# How to use iphone 3gs with mkV oem armrest adapter?



## saaber2 (Jul 15, 2008)

I have an 08 GTI with the 6 cd/mp3 and sat headunit. I have the ipod adapter in the center armrest.
The new 3gs iphone is too wide to fit into that center armrest adapter.
What is the best solution for iphone 3gs charging and playback?
Can I just widen the existing adapter with a dremel so a 3gs will fit? Will it charge if I do that?
Thanks for any help.


----------



## BeanSauer (May 20, 2009)

*Re: How to use iphone 3gs with mkV oem armrest adapter? (saaber2)*

yeah im wondering the same thing with my rabbit.


----------



## BeanSauer (May 20, 2009)

anyone??


----------



## Stormtrooper23 (Jan 26, 2009)

Go to CableJive.com and you'll find some extensions cords.
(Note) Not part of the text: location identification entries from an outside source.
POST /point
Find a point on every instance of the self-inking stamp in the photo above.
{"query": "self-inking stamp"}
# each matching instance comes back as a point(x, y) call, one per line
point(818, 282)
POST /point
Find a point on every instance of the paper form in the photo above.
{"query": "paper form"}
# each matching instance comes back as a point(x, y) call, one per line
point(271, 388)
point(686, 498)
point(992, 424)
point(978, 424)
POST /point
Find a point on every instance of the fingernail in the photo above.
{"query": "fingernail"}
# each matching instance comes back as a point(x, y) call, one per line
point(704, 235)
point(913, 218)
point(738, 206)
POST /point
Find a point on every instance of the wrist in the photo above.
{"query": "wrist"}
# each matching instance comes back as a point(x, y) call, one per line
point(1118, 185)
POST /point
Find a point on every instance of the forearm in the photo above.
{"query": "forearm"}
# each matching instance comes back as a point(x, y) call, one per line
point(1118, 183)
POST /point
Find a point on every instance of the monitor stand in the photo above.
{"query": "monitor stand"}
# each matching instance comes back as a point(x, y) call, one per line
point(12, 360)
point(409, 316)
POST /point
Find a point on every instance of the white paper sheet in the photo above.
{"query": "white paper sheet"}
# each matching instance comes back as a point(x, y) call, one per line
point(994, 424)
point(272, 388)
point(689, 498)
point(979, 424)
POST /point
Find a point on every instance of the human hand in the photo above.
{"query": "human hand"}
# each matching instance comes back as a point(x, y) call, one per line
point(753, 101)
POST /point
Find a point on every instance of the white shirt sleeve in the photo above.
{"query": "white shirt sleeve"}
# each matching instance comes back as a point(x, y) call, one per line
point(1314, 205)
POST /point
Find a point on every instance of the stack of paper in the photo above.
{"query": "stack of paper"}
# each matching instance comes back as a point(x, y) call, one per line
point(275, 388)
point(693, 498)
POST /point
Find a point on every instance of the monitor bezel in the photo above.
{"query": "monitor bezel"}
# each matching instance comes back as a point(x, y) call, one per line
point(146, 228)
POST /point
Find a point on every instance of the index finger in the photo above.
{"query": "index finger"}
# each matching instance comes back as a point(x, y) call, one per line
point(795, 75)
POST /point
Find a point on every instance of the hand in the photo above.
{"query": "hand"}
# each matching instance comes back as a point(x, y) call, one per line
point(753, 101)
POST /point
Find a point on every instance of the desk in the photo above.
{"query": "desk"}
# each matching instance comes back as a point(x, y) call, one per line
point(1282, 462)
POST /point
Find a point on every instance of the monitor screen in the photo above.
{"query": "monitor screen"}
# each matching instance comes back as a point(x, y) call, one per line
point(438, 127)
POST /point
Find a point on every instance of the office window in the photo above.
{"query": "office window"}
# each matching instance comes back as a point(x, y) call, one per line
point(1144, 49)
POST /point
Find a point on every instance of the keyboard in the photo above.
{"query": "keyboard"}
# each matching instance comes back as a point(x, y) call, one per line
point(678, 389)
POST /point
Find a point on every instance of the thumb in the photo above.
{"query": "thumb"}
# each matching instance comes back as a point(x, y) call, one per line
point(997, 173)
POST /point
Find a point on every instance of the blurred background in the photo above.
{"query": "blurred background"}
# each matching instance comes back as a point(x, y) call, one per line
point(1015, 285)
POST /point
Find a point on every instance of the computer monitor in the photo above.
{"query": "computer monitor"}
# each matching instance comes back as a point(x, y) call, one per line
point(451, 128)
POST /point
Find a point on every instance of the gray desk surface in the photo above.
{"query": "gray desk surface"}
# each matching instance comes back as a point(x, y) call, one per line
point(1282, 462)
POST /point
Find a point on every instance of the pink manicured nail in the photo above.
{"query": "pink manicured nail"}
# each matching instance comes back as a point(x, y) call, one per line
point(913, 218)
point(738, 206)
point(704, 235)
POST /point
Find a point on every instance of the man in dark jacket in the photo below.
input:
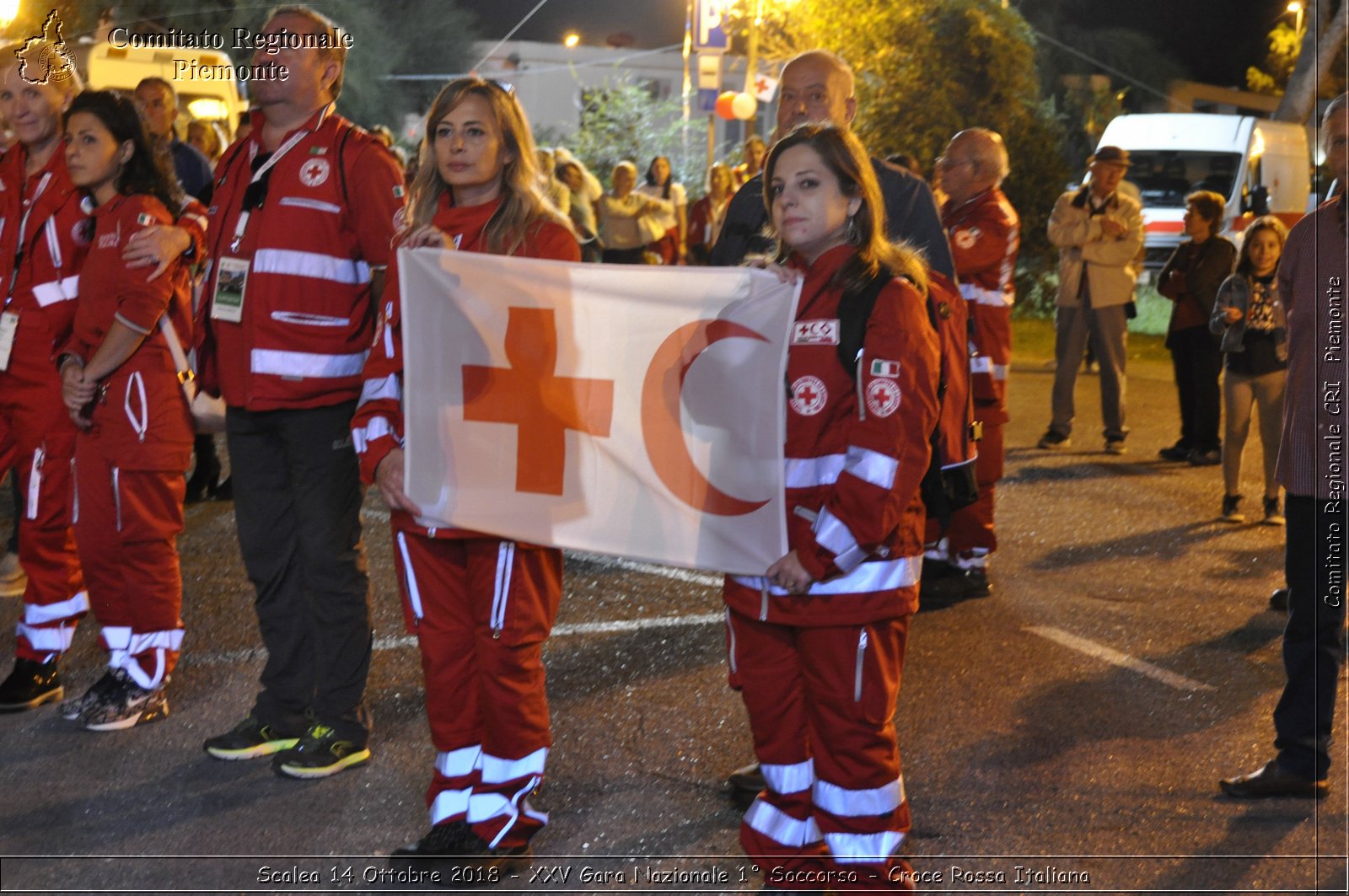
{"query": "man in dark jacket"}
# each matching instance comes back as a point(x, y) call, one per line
point(818, 87)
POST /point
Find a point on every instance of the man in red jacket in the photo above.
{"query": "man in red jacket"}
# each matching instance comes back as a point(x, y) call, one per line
point(301, 226)
point(985, 233)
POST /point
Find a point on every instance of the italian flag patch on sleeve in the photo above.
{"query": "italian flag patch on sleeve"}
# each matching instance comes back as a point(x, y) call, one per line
point(889, 368)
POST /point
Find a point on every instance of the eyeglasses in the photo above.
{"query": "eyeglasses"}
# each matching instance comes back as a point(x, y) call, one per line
point(946, 165)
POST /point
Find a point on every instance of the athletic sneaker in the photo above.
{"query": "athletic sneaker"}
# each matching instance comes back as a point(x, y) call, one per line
point(30, 686)
point(321, 752)
point(78, 707)
point(250, 740)
point(127, 705)
point(1274, 516)
point(1051, 440)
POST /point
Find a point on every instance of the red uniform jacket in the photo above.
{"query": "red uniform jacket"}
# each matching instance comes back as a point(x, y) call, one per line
point(985, 235)
point(378, 426)
point(325, 220)
point(46, 209)
point(142, 422)
point(853, 464)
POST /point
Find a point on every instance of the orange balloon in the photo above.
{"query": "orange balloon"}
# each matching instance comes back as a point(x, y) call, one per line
point(725, 105)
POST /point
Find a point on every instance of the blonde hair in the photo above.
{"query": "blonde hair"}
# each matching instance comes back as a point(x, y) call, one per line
point(525, 206)
point(845, 157)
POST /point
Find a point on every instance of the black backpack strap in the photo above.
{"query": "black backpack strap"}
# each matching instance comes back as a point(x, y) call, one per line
point(854, 312)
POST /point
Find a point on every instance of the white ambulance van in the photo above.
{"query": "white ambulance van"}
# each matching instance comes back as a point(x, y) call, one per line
point(1256, 165)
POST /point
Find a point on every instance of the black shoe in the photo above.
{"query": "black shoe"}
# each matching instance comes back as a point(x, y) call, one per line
point(1178, 451)
point(80, 706)
point(30, 686)
point(746, 781)
point(321, 752)
point(126, 705)
point(251, 740)
point(1205, 458)
point(445, 840)
point(1271, 781)
point(204, 480)
point(462, 857)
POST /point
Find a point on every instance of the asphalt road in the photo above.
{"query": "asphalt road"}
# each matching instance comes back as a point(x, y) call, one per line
point(1072, 727)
Make sure read the descriptions as each cord only works to perform a specific function.


----------



## BeanSauer (May 20, 2009)

are you sure it will work though? im thinking about buying the 2 foot dock extender cable


----------



## kate59588 (Apr 6, 2010)

*Re: How to use iphone 3gs with mkV oem armrest adapter? (saaber2)*

freeware: Videora iPhone 3G S Converter 
how to play mkv on iphone3GS,
http://www.pavtube.com/mkv-con....html


_Modified by kate59588 at 12:10 AM 4-6-2010_


----------



## mrniceguy301 (Sep 25, 2008)

*Re: How to use iphone 3gs with mkV oem armrest adapter? (saaber2)*

I have the exact same question w/ the exact same car n config... except i have an iPhone 3g...
what did you end up doing??


----------